With either process you can have scurs which is when not all the cells were killed and the goat grows a horn anyways. Most of the time it’s just a tiny piece of horn. Sometimes it continues to grow and can cause issues.
Pros of Disbudding
Less chances of injury to self, humans, or other goats. I recently got a goat horn to the mouth while attempting to get Bella onto the milking stand. I thought she knocked out a tooth. Instead, I walked away with a good size bruise on my top lip. Bella’s horns are also the reason why we only got one doeling from Champ instead of three.
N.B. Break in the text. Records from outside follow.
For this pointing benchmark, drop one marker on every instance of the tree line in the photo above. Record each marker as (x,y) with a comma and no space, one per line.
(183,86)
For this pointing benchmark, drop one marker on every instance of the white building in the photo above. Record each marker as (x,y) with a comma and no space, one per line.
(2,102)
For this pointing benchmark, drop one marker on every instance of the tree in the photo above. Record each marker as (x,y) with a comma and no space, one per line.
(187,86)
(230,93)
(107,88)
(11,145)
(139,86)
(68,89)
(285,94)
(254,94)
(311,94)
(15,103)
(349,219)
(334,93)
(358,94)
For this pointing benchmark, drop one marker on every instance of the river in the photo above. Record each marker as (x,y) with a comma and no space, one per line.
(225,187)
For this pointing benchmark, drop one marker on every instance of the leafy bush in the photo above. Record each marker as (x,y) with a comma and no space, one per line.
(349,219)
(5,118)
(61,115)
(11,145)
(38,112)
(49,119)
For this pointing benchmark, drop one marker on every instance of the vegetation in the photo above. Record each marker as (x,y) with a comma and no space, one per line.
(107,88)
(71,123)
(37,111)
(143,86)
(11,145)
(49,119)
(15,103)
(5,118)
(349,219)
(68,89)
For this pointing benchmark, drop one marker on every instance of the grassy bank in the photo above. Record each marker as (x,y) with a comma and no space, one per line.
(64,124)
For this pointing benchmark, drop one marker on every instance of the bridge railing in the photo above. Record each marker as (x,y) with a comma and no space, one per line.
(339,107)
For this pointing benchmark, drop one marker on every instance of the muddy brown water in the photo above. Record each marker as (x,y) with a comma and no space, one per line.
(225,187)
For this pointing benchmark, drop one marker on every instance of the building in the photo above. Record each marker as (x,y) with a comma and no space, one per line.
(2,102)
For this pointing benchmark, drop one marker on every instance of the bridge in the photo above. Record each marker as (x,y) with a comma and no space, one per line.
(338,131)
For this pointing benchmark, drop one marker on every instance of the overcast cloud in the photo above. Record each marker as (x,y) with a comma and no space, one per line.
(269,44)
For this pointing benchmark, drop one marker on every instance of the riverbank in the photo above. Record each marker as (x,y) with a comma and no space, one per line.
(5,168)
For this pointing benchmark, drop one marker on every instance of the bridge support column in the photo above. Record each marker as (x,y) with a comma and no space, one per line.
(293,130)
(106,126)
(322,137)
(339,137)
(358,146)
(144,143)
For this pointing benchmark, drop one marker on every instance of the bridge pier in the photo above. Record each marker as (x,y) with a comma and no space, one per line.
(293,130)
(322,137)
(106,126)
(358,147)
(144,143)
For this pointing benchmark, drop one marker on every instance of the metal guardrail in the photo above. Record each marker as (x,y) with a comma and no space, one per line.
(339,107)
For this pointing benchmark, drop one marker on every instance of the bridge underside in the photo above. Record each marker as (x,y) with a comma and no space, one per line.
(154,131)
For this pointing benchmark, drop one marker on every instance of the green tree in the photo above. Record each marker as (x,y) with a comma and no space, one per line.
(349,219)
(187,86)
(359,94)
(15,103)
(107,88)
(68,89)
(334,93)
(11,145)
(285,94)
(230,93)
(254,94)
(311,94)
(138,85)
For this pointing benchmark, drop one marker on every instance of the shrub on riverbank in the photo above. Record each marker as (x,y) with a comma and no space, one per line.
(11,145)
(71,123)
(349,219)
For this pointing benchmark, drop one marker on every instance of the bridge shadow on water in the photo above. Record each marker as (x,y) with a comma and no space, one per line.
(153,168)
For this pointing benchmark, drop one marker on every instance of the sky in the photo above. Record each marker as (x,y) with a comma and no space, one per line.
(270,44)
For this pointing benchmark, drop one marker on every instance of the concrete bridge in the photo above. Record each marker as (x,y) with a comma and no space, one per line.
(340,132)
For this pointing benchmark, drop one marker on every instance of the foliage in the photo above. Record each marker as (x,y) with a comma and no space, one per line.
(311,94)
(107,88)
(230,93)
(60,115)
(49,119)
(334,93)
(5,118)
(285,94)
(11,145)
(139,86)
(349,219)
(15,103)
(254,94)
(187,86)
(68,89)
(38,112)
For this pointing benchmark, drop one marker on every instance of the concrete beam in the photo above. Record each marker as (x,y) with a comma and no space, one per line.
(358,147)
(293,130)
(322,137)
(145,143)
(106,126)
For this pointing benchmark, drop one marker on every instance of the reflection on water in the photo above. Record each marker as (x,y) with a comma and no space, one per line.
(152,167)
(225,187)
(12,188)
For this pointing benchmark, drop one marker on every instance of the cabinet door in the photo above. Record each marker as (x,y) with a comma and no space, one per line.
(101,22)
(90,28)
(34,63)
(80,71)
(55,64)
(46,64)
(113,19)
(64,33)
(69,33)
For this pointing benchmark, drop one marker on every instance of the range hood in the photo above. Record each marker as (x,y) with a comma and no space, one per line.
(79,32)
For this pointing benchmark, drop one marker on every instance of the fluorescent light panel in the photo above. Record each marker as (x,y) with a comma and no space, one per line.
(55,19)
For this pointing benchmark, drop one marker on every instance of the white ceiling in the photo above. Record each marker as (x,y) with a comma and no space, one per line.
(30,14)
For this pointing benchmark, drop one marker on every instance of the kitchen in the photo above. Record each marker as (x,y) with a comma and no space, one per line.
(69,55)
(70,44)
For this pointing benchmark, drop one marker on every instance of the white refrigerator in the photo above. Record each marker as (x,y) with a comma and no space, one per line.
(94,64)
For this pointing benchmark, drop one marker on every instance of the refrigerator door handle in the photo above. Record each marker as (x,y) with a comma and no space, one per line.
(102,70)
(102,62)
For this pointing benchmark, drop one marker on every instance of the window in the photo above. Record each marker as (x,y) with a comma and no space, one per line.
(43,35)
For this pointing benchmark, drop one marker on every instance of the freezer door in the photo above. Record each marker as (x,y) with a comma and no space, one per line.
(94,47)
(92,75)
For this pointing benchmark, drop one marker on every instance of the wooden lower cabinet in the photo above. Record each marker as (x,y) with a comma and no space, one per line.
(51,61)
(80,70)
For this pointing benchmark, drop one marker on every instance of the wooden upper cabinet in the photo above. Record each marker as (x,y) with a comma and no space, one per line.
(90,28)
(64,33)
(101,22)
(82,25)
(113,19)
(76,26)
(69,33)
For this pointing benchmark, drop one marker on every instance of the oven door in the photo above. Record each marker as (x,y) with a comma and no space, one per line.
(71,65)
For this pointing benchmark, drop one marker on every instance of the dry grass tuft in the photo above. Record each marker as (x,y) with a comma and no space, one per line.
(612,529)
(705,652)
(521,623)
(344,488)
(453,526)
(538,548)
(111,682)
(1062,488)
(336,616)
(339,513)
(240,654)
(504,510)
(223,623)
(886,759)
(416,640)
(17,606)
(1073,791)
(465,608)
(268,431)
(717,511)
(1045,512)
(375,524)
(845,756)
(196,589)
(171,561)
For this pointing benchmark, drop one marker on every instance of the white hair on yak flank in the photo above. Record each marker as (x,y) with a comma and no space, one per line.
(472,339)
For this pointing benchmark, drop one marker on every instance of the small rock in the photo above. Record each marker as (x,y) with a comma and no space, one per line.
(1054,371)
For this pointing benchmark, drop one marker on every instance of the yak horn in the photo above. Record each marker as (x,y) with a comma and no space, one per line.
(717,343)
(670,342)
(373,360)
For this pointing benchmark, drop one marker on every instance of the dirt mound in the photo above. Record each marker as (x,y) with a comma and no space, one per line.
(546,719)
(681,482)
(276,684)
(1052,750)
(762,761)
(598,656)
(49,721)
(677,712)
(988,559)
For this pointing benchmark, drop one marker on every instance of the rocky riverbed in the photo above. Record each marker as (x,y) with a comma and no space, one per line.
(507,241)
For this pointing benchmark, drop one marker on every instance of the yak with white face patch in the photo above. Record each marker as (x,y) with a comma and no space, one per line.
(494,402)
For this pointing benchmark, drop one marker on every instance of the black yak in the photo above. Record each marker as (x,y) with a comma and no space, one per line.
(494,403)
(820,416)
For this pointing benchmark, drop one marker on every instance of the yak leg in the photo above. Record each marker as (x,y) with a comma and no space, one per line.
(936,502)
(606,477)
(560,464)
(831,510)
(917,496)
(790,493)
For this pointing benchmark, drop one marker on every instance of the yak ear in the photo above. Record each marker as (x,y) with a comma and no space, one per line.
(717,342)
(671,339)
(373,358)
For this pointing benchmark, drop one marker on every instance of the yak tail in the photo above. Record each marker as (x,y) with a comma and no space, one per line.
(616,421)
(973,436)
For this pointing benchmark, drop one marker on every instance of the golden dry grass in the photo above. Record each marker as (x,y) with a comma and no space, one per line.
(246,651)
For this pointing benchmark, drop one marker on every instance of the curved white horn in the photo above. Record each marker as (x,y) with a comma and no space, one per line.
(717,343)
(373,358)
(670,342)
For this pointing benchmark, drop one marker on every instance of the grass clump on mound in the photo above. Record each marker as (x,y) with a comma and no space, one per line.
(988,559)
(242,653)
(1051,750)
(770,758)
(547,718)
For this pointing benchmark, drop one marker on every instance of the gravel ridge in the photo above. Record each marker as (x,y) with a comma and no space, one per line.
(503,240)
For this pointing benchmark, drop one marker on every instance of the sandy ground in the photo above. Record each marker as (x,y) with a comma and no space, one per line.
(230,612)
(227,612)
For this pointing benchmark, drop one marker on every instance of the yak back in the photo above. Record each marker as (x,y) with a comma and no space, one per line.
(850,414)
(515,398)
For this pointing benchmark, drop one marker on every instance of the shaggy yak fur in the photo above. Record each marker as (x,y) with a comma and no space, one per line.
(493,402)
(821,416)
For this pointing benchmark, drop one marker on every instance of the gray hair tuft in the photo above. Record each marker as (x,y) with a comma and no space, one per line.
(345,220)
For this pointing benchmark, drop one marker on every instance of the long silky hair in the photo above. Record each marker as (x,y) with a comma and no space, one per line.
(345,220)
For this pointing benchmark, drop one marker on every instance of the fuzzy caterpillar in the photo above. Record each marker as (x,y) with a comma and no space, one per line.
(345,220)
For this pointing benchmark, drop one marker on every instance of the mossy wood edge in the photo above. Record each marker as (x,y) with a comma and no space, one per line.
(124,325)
Bella rammed, flipped, and rolled Champ while she was pregnant. Champ ended up going into labor the next day and the first and third babies where not in the proper position. After talking with another breeder and the vet, they also believe that is why the kids were stillborn.
I’ve also heard stories of breaking horns off with fighting, mating, and just general goat antics. When the horn gets broken off, a lot of times it will open into the sinus cavity. This invites all sorts of bacteria into the cavity which is really, really close to the brain.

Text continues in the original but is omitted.